Budi menuturkan bahwa saat ini Bandara Internasional I Gusti Ngurah Rai memiliki panjang runway 3000 x 45 meter, dua appron di utara dan selatan yang dapat menampung 1 pesawat wide big body, 12 pesawat wide body, 50 pesawat narrow body, dan 2 helikopter.

Baca juga: Tok! Mahkamah Konstitusi Putuskan UU Cipta Kerja Inkonstitusional Bersyarat

Bandara ini, sambung Menhub, juga memiliki terminal penumpang seluas 2.872 m2 dengan dilengkapi 20 konter imigrasi dan 8 konter bea cukai, serta fasilitas ruang tunggu berukuran 8.897 m2.

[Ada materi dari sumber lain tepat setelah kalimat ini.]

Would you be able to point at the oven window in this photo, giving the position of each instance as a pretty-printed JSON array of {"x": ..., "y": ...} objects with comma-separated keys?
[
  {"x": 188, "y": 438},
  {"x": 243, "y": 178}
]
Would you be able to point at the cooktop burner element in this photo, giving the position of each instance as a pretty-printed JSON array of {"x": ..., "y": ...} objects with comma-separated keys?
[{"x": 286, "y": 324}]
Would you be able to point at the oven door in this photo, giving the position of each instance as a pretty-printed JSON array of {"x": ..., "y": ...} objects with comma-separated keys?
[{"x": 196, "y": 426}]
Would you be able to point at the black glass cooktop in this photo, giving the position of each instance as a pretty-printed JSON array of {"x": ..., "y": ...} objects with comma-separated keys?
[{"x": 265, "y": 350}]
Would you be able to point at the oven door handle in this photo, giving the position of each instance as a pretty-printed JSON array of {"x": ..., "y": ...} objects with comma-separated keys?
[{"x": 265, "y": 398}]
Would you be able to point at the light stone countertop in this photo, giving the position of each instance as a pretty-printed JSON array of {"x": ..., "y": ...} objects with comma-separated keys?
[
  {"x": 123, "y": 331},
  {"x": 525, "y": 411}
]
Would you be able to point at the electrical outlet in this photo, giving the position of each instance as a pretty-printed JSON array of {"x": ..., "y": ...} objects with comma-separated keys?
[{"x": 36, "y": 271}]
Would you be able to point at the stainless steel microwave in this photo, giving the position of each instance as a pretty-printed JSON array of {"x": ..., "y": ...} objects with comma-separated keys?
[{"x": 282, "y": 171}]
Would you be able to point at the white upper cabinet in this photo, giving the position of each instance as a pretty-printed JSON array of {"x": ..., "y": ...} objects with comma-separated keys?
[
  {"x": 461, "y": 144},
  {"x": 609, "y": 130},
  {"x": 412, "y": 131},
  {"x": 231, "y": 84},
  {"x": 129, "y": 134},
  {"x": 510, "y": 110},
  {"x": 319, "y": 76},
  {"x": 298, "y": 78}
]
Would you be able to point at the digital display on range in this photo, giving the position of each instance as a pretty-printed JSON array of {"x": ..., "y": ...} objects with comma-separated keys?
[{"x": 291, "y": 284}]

Sementara itu di sektor darat, Kemenhub bersama Korlantas Polri juga mempersiapkan manajemen rekayasa lalu lintas, misalnya pemberlakuan ganjil genap dan pembatasan operasional angkutan barang di 10 ruas jalan dari bandara menuju lokasi acara, serta pemberlakuan satu arah (one way) di beberapa ruas jalan di Bali.

"Selain itu, juga disiapkan bus listrik melalui skema Buy The Service [BTS] dan shuttle bus dari bandara ke lokasi acara di Nusa Dua, Bali," sebutnya.

Sebagai informasi, selain di Bali, sejumlah infrastruktur transportasi dari dan ke Bali juga tengah disiapkan untuk mendukung kegiatan KTT G-20 diantaranya pengembangan terminal wisata Pelabuhan Labuan Bajo, pengembangan Bandara Komodo, revitalisasi Bandara Halim Perdanakusumahi.

Bukan itu saja, peningkatan layanan di Bandara Internasional Soekarno Hatta juga dilakukan mulai dari tahapan pengecekan kesehatan, imigrasi, custom clearance, dan pengantaran delegasi menuju akomodasi masing-masing.

Kemenhub juga akan memastikan penerapan protokol kesehatan yang ketat di simpul transportasi, meliputi ruangan untuk pengecekan tes PCR, mitigasi kasus positif Covid-19, kebijakan isolasi, dan sejumlah langkah antisipatif lainnya.